Abstract
Pediatric burns affect approximately 15–20 patients per 100 000 hospital admissions, but unfortunately there is a lack of evidence to guide optimal strategies for acute pain control. The aim of this study was to evaluate whether caudal analgesia with single injection of local anesthetics reduced pain medication consumption in pediatric patients who required surgical intervention for burn injuries. Retrospective data from patients <7 years old who had burn surgery in the operating rooms at a single regional burn center from 2013 to 2021 was obtained and analyzed. A 1:1 propensity‐score matching method using nearest neighbor matching without replacement was utilized to create matched cohorts.
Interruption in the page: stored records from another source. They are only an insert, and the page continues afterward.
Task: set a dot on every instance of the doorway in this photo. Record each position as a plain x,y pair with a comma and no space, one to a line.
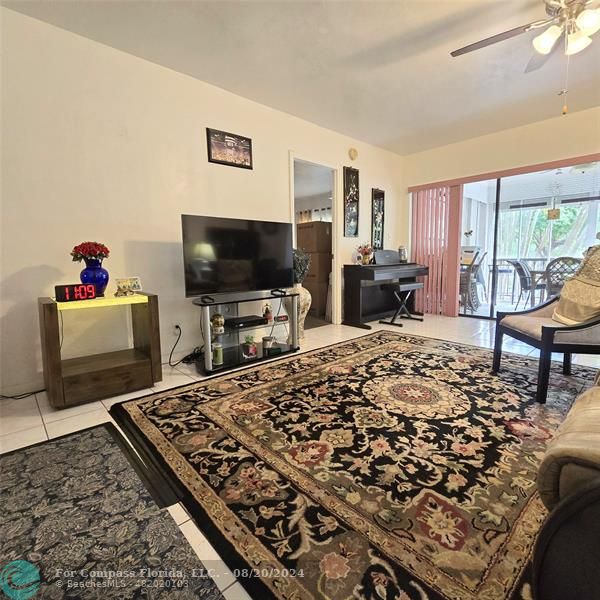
313,212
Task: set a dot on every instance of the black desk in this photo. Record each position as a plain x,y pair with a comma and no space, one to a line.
365,299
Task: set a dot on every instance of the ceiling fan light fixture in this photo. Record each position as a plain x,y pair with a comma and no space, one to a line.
544,42
588,21
576,42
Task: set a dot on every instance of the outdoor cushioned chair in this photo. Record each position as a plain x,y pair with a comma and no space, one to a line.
566,324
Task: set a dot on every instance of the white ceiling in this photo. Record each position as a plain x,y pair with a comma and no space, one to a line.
379,71
311,180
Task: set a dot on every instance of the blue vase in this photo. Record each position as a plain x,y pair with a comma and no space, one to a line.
96,274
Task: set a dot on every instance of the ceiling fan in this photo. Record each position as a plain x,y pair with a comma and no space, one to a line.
573,18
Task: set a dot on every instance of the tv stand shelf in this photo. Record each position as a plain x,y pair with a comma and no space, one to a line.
86,378
233,356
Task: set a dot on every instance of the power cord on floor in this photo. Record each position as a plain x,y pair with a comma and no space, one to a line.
21,396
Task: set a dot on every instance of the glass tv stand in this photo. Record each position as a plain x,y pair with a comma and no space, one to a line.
234,351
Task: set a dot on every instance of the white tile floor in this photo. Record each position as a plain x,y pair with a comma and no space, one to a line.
31,420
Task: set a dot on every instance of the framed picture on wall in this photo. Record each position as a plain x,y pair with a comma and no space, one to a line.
351,196
377,218
229,149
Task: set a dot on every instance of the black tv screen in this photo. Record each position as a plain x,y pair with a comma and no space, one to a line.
234,255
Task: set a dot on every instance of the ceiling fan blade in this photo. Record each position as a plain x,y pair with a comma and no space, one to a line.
500,37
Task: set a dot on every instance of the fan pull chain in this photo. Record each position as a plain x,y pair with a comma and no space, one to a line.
565,91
Primary outcome was opioid consumption, which is presented as opioid equivalents divided by patient weight in kilograms, at 24 h after surgery. Comparing propensity‐score matched groups, there were no statistically significant differences in adjusted morphine equivalents received by the caudal group (0.122 [0.0646;0.186]) and the no caudal group (0.0783 [0.0384;0.153]) at 24 h after surgery (p = 0.06). This is the first study to the best of our knowledge of the association of caudal analgesia in pediatric burn patients with postoperative pain control. The data showed an increase in pain medication consumption postoperative at 24 h and intraoperative for patients who received single injection caudal blocks, but when adjusted using propensity‐score matching, the difference was no longer statistically significant.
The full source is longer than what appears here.